The PSPO bans anyone from doing certain things within a 100m radius of the abortion clinic. For example, it makes it a criminal offence to engage in any act of approval or disapproval relating to abortion services, including praying. Such acts do not need to be offensive or threatening or intimidating - a single person holding a silent prayer vigil within the exclusion zone can now be given a Fixed Penalty Notice or be prosecuted in the Magistrates’ Court and face a fine of up to £1,000.

This was a very difficult decision for us. We stand unequivocally and unapologetically behind the right to seek access to abortion services. We campaign for abortion to be made available in Northern Ireland, and we support long-overdue reform to the Abortion Act 1967 to remove the onerous and old-fashioned obstacles that currently stand in the way of accessing abortion.

But we are also an organisation that is committed to upholding the right to free expression, to protest and to practice one’s religion. Those rights belong to everyone, regardless of whether we agree or disagree with their point of view. If we give the state too much power to override these rights, even in the pursuit of other important rights and values, we put everyone’s ability to express opinions and exercise religious liberty in jeopardy.

We are also a key voice in the campaign against the use of PSPOs, which are broad and dangerous powers that have been used to criminalise homelessness. The Ealing case will be the first time that the Court of Appeal considers PSPO legislation. The approach taken by the Court could have significant consequences for all local authorities using PSPOs to restrict our rights and we could not miss out on the opportunity to raise our concerns about the way the unchecked power of PSPOs can and will be used against the most vulnerable in our communities.

We therefore decided to apply for permission to intervene in the case – so that we could clearly set out our view on the relevant law and principles that should be followed by the Court.

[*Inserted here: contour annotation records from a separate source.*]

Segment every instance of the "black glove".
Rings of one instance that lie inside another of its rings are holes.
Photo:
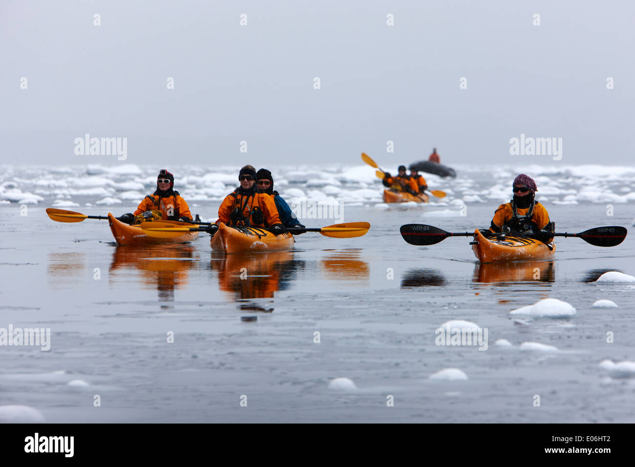
[[[216,224],[212,224],[210,226],[207,226],[205,227],[205,231],[210,235],[213,235],[218,231],[218,226]]]
[[[300,234],[303,234],[306,232],[306,229],[302,224],[296,224],[295,225],[291,226],[289,227],[290,229],[298,229],[297,231],[293,231],[294,235],[300,235]]]
[[[229,213],[229,222],[231,222],[232,225],[235,226],[238,224],[238,221],[242,220],[243,212],[240,208],[236,208]]]
[[[531,236],[543,243],[549,243],[554,238],[554,233],[549,230],[540,230]]]
[[[135,215],[131,212],[126,212],[119,217],[115,217],[115,219],[125,224],[132,224],[135,222]]]
[[[279,235],[280,234],[286,233],[288,232],[286,227],[284,227],[281,224],[274,224],[269,227],[269,232],[272,233],[274,235]]]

This is a challenging case with important rights on both sides and our submissions reflect this. On the one hand, we disagree with those bringing the case, who argue that the users of the clinic don’t have privacy rights under the Human Rights Act. We believe very strongly that they do and we have told the Court why their privacy should be protected. On the other hand, we have explained why the breadth of the activities covered by the PSPO and the vague wording of some of the prohibitions lead to disproportionate and unlawful restrictions on protest and religious rights.

We recognise that we will receive criticism for taking this position. But the right to protest is fundamental to a democratic society, and that includes the right to express unpopular and offensive opinions. We cannot just defend the rights of the people we agree with.

Where women are intimidated and threatened on their way into abortion clinics the criminal law must step in to protect them. The police should never be afraid to act in such cases. But an overly broad and vaguely worded PSPO – the impact of which could be felt well beyond the clinic setting - is not the answer.